[sword-devel] Hyphens in book names
Greg Hellings
greg.hellings at gmail.com
Thu Sep 30 13:28:18 MST 2010
On Thu, Sep 30, 2010 at 3:24 PM, Weston Ruter <westonruter at gmail.com> wrote:
> So there would have to be a tokenizer and parser that determines the meaning
> of the token based on context.
A superior method of doing this task is what DM suggested with
constructing a trie. Then, character by character the parser could
walk from the start of the input string until it reached a point in
the trie where it had determined the book or determined that it was
encountering an error.
The trie structure was specifically designed to do exactly this type
of disambiguation in parsing.
--Greg
>
> On Thu, Sep 30, 2010 at 1:16 PM, DM Smith <dmsmith at crosswire.org> wrote:
>>
>> It's not quite as simple as working with the fully spelled out names.

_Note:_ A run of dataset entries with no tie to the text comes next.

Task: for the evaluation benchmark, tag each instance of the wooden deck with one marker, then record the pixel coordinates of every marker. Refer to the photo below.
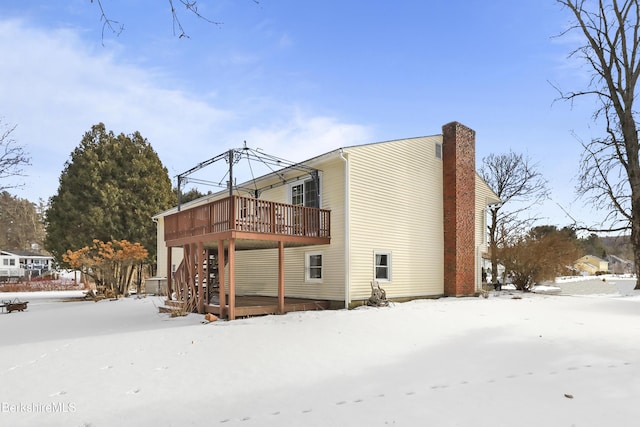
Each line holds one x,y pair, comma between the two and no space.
261,305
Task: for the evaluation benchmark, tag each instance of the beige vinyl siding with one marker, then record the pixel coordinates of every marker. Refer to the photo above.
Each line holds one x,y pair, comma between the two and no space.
257,271
396,207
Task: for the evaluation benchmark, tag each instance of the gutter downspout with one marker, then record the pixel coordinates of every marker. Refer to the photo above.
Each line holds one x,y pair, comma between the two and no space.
347,236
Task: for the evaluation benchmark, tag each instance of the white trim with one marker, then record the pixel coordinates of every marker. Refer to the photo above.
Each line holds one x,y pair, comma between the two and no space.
389,264
307,266
302,181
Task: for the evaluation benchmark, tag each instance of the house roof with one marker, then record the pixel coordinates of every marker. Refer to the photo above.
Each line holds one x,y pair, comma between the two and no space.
493,199
25,254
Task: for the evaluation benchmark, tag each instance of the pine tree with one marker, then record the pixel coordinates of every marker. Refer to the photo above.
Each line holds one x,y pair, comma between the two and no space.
109,190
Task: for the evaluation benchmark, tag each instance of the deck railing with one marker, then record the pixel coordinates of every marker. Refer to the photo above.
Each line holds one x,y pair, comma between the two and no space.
247,214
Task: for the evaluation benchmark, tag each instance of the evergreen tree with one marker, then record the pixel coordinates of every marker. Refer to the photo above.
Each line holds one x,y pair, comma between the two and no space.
109,190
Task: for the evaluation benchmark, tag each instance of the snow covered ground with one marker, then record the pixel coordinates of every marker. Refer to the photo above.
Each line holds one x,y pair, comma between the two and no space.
508,360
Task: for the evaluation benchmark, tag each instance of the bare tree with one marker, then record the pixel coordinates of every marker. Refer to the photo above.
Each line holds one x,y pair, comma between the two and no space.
12,157
190,6
542,254
610,167
517,182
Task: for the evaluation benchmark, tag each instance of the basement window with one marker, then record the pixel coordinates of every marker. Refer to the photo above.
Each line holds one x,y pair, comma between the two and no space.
313,267
382,266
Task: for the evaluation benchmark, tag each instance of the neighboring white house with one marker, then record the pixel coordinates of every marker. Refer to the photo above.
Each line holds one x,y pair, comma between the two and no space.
409,214
17,264
590,265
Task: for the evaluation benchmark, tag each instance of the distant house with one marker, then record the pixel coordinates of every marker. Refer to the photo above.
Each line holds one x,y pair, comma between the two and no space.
590,265
407,214
619,265
19,264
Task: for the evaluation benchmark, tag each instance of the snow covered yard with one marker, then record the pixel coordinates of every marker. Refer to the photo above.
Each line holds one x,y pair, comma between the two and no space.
534,360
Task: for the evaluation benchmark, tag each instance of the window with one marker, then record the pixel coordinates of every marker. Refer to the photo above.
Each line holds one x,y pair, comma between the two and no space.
313,267
382,266
306,193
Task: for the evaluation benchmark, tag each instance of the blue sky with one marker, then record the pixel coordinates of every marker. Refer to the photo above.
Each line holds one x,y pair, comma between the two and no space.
296,79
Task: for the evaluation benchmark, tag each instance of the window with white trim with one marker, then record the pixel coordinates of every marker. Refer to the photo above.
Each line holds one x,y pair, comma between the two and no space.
313,267
382,267
305,192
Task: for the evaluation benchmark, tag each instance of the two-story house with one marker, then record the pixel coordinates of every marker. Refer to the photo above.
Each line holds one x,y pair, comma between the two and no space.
409,214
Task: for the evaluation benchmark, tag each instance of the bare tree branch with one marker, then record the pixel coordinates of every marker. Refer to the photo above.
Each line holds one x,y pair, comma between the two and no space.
12,157
515,179
191,6
609,174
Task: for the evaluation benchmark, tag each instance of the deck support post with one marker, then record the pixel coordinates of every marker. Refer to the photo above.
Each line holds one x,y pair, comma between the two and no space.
200,260
280,277
169,273
232,279
222,295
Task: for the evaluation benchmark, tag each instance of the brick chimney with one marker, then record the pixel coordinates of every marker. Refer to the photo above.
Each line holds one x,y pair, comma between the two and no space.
459,177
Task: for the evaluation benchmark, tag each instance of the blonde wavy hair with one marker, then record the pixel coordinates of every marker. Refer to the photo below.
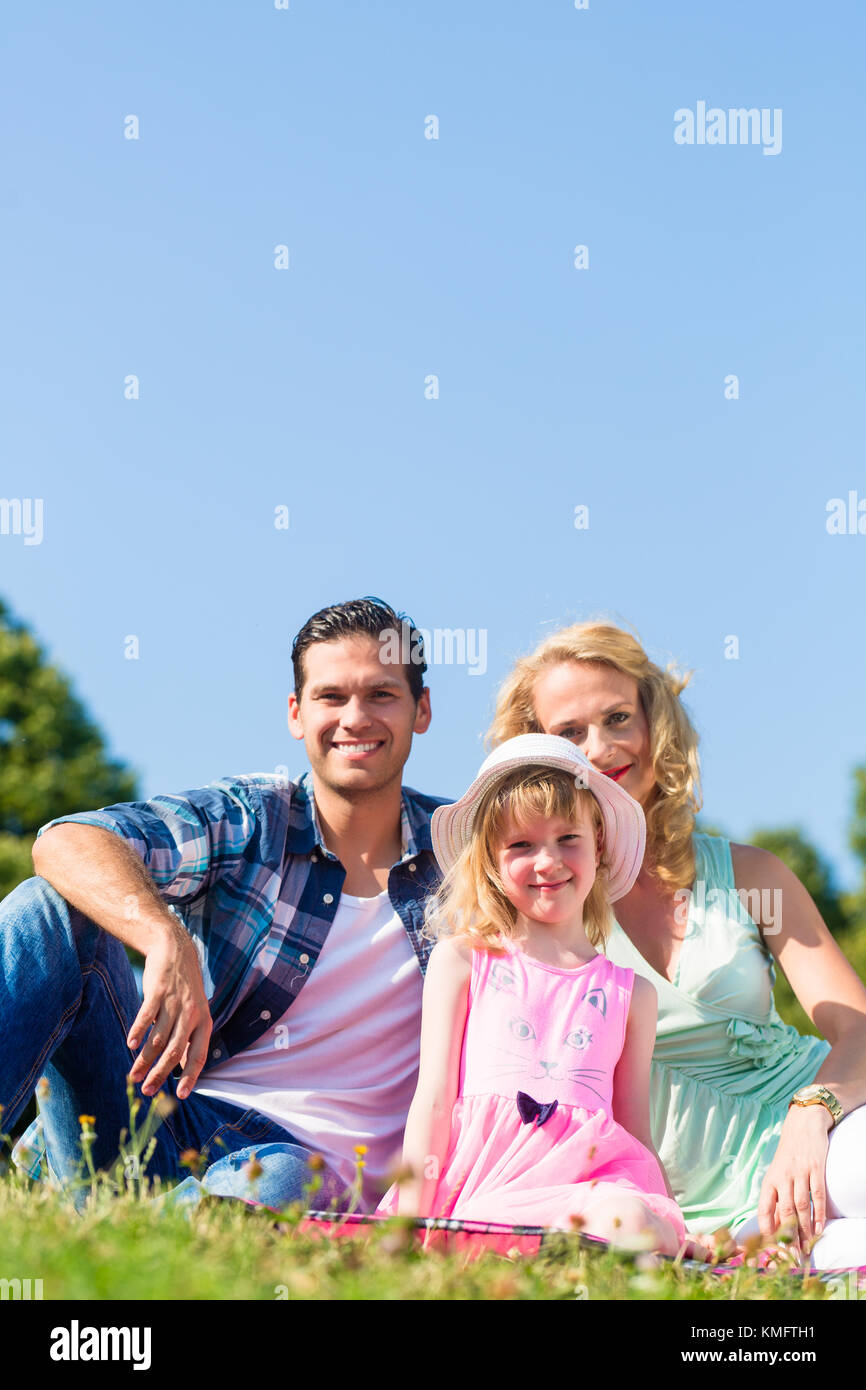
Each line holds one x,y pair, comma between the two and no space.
673,741
471,900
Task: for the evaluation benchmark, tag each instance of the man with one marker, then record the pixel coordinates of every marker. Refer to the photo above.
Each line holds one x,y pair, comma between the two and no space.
281,931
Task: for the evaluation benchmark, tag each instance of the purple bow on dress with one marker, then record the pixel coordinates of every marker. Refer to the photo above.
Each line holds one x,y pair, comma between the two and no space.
531,1109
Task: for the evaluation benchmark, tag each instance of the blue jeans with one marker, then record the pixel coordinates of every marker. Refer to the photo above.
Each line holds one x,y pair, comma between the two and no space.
67,1002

>> SWORD allows other alternates as well. For example, perhaps the following
>> would work just as well for Apostle-Works:
>> A-W
>> AW
>> Wrks
>> Wrk
>> Wks
>> Wk
>> and any proper prefix of Apostle-Works that does not conflict with another
>> books abbreviations:
>> Apostle-Work
>> Apostle-Wor
>> Apostle-Wo
>> Apostle-W
>> Apostle-
>> Apostle
>> Apostl
>> ...
>> Ap
>>
>> How about prefixes on both sides of the dash?
>> Ap-Works
>> Apo-Works
>> Ap-Wo
>>
>> How about abbreviations of just one side or the other:
>> Apo-Wrks
>> Apostle-Wrk
>> A-Wks
>>
>> In Him,
>> DM
>>
>>
>> On 09/30/2010 01:24 PM, Weston Ruter wrote:
>>
>> I think the fundamental problem here is that the SWORD reference parser is
>> too simple. Namely, the parser needs to not blindly split on a hyphen
>> character but rather tokenize the input stream and contextually determine
>> what each token is as it processes the tokens in sequence. For example, if I
>> had the following passage span (assuming the language has "Apostle-Works" as
>> the book name for "Acts"):
>>
>> Apostle-Works 4:32 - Romans 3:21
>>
>> In this case, the parser would come across that first hyphen and could
>> contextually determine it's not a passage span separator hyphen since the
>> following token "Works" is not a recognized as a book, and also that
>> "Apostle" is not a full book in itself but "Apostle-Works" is. Otherwise,
>> there could be a pre-processor that does a first pass inspecting the token
>> stream and replacing localized book name token sequences with their internal
>> OSIS names and then just split on the hyphen as usual.
>>
>> Does that sound right?
>>
>> On Thu, Sep 30, 2010 at 9:52 AM, DM Smith <dmsmith at crosswire.org> wrote:
>>>
>>> On 09/30/2010 11:11 AM, David Troidl wrote:
>>>
>>> Hi Robert,
>>>
>>> There are many Unicode characters for hyphens and dashes. Could you
>>> substitute, for example, the hyphen from General Punctuation (‐)?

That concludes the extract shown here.